The issue of damages demands the same or greater attention than the issue of liability. Deciding whether to seek damages or other relief, and knowing as a matter of law when lost profits or punitive damages may be recoverable, and whether the evidence will support a claim for significant damages, should all be determined as early as possible.

In fraud cases for plaintiffs, including franchisees, dealers and other investors, Carmen D. Caruso Law Firm has presented numerous lost profit damage claims based on the pre-sale representations that were made to induce the investments, overcoming defense arguments at the summary judgment and motion in limine stages that the plaintiffs supposedly had no basis to rely on the projections. The theory employed in these cases is that the defrauded purchaser is entitled to the benefit of the bargain that was promised.
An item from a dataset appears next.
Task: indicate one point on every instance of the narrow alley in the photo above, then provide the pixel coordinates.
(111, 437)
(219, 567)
Likewise, Carmen D. Caruso has obtained substantial settlements in franchise and dealer termination cases for lost profit damages based on his clients’ business history, and he likewise obtained lost profit damages (overcoming the defense challenge to the admissibility of his damage expert’s opinions) on behalf of a minority franchisee that was denied the opportunity to acquire a franchise territory in violation of his civil rights.

In other cases representing defendants, Carmen has had substantial success in refuting inflated damage claims that have been alleged against his clients. For example:

  • In defending a law firm accused of malpractice in the preparation of Franchise Disclosure Documents, where the franchisees were able to invoke a right or rescission to the detriment of the franchisor (the law firm’s client), we established that the plaintiffs’ alleged damages (a claim upwards of $20 Million) was wildly inflated because the problems that the franchisor client was experiencing were the result of business deficiencies in their franchising program and overzealous sales representations made by the plaintiffs themselves – none of which was attributable to the alleged lawyer misconduct.
  • In defending a theft of trade secrets case against an international franchisor that was accused of misappropriating oven technology, the plaintiffs’ claim of over $200 Million in lost profit damages was refuted by proof that this allegedly new technology had been around for years and that its claimed economic potential was overstated.
  • In separate cases, disappointed investors in a medical technology company and the developer of a video-dispensing unit each sought to present very large lost profit claims that relied on unproven assumptions about the technology and the size of the relevant market. These cases were settled at nuisance value after depositions revealed that most of the plaintiff’s assumptions could never be proven.